Der Film ist dann in sehr kurzer Zeit entstanden, schnell geschrieben,
gedreht und geschnitten. Wichtig war mir vor allem, einen engeren Zusammenhang
von Neugier und Herstellung zu verwirklichen – in den üblichen
Produktionszyklen vergisst man unterwegs oft, was man ursprünglich
wollte. Das ganze Projekt ging leicht von der Hand, was ein befreiendes
Erlebnis war nach meinem eher langwierigen Erstling.
Nach Milchwald überrascht Falscher Bekenner mit seinem Humor,
mit fast komödiantischen Zügen.
Ja, das stimmt. Ich bin sicher jemand, der sich in der Arbeit durch Kontraste
erfrischen will. Ich weiß nicht, ob ich eine Komödie machen
könnte, aber in meinem Leben gibt es viel zu lachen, und ich wollte,
dass das auch im Film Platz hat.
In beiden Filmen geht es um Familie. Was interessiert Sie daran?
Einserseits hat mich meine Familie sehr geprägt, insofern spielen
gerade bei diesem Film biographische Motive eine Rolle, andererseits interessiert
mich Familie als Mikrogesellschaft. Das Interessante ist ja, daß man
sich seine Familie nicht aussuchen kann. Man ist in die eigene Familie ‚hineingeworfen‘ und
kämpft die unvermeidlichen Verteilungskämpfe. Eine Familie hat
also von vorneherein ein hohes dramatisches Potential, an das beinahe
jeder emotional anknüpfen kann, weil die Erfahrungen letztlich ähnlich
sind. In diesem Sinn ist mir diese Familie Steeb sehr vertraut. Ich bin
in München aufgewachsen, mit vier Geschwistern, zwei Brüdern
und zwei Schwestern. Ich bin die Nummer vier. Die Unterschiede zur Familie
Steeb sind zahllos, aber die Grundkonstellation ist vergleichbar.

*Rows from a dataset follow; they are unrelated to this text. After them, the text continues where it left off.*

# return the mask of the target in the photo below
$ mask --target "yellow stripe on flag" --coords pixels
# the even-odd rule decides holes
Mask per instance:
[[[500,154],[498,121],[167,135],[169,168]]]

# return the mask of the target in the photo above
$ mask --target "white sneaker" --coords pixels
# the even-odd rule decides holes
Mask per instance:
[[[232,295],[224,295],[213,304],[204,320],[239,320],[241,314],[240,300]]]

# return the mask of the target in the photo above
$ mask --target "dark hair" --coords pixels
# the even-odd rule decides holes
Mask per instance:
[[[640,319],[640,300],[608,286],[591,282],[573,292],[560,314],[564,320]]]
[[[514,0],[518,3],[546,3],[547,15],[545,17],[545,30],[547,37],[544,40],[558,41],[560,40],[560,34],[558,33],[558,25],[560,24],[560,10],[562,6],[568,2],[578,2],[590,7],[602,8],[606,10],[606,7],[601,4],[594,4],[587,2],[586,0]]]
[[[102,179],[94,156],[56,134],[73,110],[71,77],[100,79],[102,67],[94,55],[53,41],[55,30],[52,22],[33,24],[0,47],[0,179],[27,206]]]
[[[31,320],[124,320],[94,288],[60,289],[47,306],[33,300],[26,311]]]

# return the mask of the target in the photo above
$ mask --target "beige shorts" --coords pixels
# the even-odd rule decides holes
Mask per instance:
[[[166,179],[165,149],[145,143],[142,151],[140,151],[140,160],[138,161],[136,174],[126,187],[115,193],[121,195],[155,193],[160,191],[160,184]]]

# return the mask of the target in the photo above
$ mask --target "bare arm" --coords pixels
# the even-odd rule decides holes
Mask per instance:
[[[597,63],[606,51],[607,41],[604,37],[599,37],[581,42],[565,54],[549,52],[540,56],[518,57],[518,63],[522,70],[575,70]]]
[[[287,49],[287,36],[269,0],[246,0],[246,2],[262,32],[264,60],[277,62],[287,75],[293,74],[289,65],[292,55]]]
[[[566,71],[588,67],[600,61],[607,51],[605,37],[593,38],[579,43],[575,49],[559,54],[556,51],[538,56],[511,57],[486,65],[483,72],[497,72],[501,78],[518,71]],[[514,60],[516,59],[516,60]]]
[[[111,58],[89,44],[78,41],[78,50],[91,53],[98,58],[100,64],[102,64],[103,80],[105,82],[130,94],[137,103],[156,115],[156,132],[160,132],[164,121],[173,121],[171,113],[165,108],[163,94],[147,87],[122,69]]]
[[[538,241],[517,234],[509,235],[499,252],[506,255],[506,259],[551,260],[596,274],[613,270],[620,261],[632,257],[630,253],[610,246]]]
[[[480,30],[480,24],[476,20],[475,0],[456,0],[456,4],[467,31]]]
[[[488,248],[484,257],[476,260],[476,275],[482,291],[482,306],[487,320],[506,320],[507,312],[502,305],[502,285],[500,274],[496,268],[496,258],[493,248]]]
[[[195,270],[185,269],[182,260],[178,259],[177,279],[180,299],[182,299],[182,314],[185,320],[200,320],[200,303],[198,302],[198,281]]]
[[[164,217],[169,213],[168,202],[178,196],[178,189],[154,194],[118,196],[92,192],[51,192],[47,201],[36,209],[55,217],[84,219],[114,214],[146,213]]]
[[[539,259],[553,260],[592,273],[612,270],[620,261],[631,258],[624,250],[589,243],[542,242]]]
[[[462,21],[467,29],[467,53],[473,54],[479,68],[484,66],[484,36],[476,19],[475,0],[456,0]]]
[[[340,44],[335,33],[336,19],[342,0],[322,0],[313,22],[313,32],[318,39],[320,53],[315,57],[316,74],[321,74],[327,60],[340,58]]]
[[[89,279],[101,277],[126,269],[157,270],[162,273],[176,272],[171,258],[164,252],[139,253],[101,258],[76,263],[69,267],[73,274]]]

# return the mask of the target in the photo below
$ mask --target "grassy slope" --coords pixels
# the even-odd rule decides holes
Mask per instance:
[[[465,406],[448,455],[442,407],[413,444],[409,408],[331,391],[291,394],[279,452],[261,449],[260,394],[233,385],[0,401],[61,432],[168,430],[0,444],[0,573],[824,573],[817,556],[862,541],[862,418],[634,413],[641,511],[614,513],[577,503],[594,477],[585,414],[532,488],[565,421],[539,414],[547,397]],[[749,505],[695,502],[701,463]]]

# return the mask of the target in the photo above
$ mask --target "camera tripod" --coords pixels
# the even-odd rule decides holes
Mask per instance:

Die Schwestern haben Sie eingespart?
(lacht) Kann man so sagen. Aber es geht ja nicht um meine Familie, sondern
um Erfahrungen, die ich mit Familie gemacht habe. Ein konservatives Mantra
ist ja, dass das Übel der Gegenwart mit der „disfunktionalen
Familie“ verknüpft sei. Die Patchworkfamilie, bei der man durch
die losen Nähte fällt, wird der heilen, ganzen Familie gegenüber
gestellt. Das halte ich für Unfug.
Die „funktionierende Familie“ früherer Zeiten ist eine
Erfindung. In jeder Gruppe von Menschen, in der die Macht und die Liebe
ungleich verteilt sind, gibt es Konflikte, gibt es Konkurrenz. Wie dieser
Kampf ausgetragen wird, ist dann eine Frage des Temperaments – und
der Möglichkeiten. Die Familie, selbst die netteste, ist immer auch
ein grausamer Ort. Ich wollte zeigen, dass es keine einfache Antwort gibt
für das „Versagen”. Warum passiert, was passiert? Im
Nebel des Möglichen schreibt sich jeder seine Geschichte selbst – die
eigene Hauptrolle inklusive.
Man hat den Eindruck, dass Armin sich nicht unbedingt gegen die Welt
stemmt, die ihn begrenzt.
Der Colt sitzt bei ihm nicht so locker, das stimmt. Aber es ist sehr
wohl so, dass er kämpft: um Anerkennung, um Sichtbarkeit. Letztlich
kreist der ganze Film um Sichtbarkeit. Armin will in der Welt vorkommen,
er will gesehen werden. Es stehen ihm nur nicht die Mittel zur Verfügung,
die seine Brüder in der Welt so erfolgreich machen. Er kann einfach
nicht wie sie funktionieren. Sein Vehikel ist das Bekennen von Schuld.
Und siehe da, es trägt ihm zum Ziel.
Ich empfinde sein Leben im übrigen gar nicht als so katastrophal.
So weit entfernt von Armin lebe ich zum Beispiel nicht. Man kann natürlich
finden, daß der Film eine Hölle beschreibt, aber das liegt
an der Perspektive, glaube ich. Das ist ja das Tolle am Kino, daß man
die Welt von Außen betrachten kann. Im Leben ist das schwierig.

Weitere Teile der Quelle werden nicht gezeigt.